Je lui passai une main dans le dos, la posai sur sa hanche pour l’attirer contre
moi. Et merde à la coloc. Je lui pris le menton, mes lèvres effleurèrent les
siennes. Elle les ouvrit et je souris contre sa bouche.
– C’est quoi, ça ? murmura-t-elle.
– Ça fait plaisir de savoir que tu ne vas pas devoir conduire trois heures pour
rentrer à Fallen Crest.
Je glissai la main sous son chemisier. Elle redressa la tête.
– Tu m’étonnes.
La paume de sa main se lançait dans sa propre exploration, remontant sur
mon bras, se faufilant dans la manche pour me caresser l’épaule. J’avais envie de
fermer les yeux et de la laisser faire, mais la coloc et le frangin…
– Je passe te prendre en fin d’après-midi, grommelai-je.
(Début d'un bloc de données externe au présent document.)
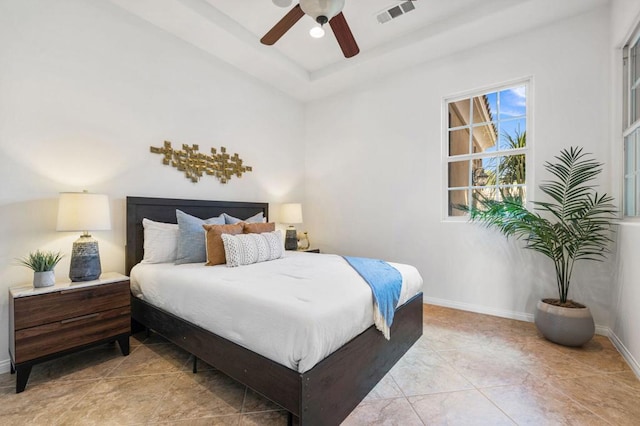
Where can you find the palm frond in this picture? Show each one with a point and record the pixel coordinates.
(579, 226)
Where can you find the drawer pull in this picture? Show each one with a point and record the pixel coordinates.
(67, 321)
(74, 290)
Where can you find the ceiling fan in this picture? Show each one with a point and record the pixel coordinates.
(322, 11)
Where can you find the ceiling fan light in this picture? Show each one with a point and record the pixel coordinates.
(282, 3)
(328, 8)
(316, 32)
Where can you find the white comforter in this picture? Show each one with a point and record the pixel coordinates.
(296, 310)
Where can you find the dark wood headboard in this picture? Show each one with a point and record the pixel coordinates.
(164, 210)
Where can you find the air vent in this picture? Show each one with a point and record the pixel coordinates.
(395, 12)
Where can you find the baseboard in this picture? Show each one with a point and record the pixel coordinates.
(633, 363)
(520, 316)
(5, 366)
(479, 309)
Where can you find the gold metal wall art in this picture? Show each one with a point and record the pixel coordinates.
(195, 164)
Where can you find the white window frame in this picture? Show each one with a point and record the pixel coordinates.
(630, 129)
(446, 159)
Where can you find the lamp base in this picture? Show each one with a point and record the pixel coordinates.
(291, 239)
(85, 260)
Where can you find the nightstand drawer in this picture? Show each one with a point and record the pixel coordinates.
(67, 304)
(58, 336)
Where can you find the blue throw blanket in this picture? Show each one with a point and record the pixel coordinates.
(385, 282)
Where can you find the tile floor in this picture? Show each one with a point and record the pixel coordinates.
(467, 369)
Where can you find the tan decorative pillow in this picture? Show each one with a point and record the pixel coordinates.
(258, 228)
(215, 247)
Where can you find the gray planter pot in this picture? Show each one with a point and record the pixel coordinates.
(44, 279)
(565, 326)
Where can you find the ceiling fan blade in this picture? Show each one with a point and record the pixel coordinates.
(282, 26)
(344, 36)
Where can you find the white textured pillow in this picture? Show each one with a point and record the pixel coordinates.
(160, 242)
(256, 218)
(245, 249)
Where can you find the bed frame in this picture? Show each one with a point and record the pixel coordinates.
(324, 395)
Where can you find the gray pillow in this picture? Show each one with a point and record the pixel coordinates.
(191, 237)
(257, 218)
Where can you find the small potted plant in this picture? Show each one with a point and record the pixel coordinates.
(42, 263)
(575, 224)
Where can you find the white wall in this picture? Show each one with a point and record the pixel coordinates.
(374, 166)
(625, 14)
(85, 90)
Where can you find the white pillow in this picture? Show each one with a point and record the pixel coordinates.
(160, 241)
(245, 249)
(256, 218)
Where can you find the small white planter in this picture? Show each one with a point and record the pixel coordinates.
(44, 279)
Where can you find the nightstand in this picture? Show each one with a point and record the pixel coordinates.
(310, 250)
(45, 323)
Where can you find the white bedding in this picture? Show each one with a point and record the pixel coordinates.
(296, 310)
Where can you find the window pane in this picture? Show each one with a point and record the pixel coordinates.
(512, 134)
(482, 131)
(513, 192)
(512, 170)
(484, 137)
(483, 194)
(630, 154)
(459, 142)
(482, 110)
(636, 200)
(458, 174)
(456, 198)
(635, 60)
(512, 103)
(459, 113)
(490, 168)
(629, 196)
(635, 104)
(625, 86)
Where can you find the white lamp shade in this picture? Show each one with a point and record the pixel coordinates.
(291, 213)
(81, 211)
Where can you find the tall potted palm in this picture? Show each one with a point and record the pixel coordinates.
(574, 225)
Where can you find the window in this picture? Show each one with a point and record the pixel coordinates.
(486, 146)
(631, 117)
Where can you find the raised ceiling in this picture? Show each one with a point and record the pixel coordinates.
(308, 68)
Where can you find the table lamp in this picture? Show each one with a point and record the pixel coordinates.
(82, 211)
(291, 213)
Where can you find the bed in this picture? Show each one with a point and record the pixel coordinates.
(324, 394)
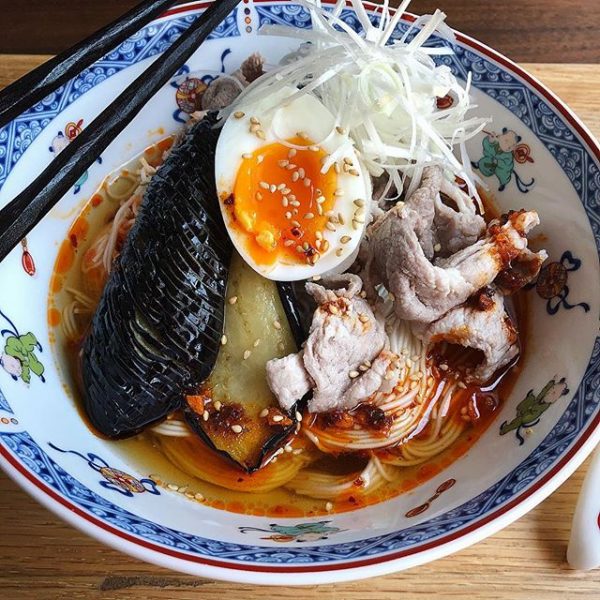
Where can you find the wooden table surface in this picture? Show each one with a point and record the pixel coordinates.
(42, 558)
(561, 31)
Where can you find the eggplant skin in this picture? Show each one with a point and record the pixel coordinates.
(156, 333)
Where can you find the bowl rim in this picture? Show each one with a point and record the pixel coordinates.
(366, 567)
Un rire rauque lui échappa et elle m’embrassa de nouveau.
– Excellente idée !
Sa main se faufila entre nous. Je savais où elle voulait aller et je déplaçai
légèrement le dos, de façon que la coloc ne puisse rien voir. Aussitôt, je sentis sa
présence contre mon jean.
– Pas juste, marmonnai-je, incapable de la toucher où j’en avais envie.
Son sourire s’élargit. Elle savourait cette petite séance de torture.
Putain. J’avais trop envie de la prendre là, tout de suite. Je lui mordis le lobe
de l’oreille en murmurant :
– Tu vas me…
Elle m’interrompit en plaçant son autre main sur mon torse, acheva pour
moi :
– Je me réjouis d’avance.
– Plus tard.
– Plus tard.
– Merci de me tenir au courant, lança Logan derrière moi. Comme tout le
monde dans le couloir et dans la résidence. On sait tous quand mon frère va
prendre son pied, mais pas où. Tsst, tsst, Mason. Il faudrait que tu publies aussi
cette information. Je veux savoir où installer ma caméra porno.
Sam se dégagea de mes bras pour pointer un doigt accusateur sur le visage
de mon frère :
– Je t’interdis de rigoler là-dessus, Logan. Jamais ! Promets que tu ne
recommenceras pas !
Levant les mains, il recula d’un grand pas.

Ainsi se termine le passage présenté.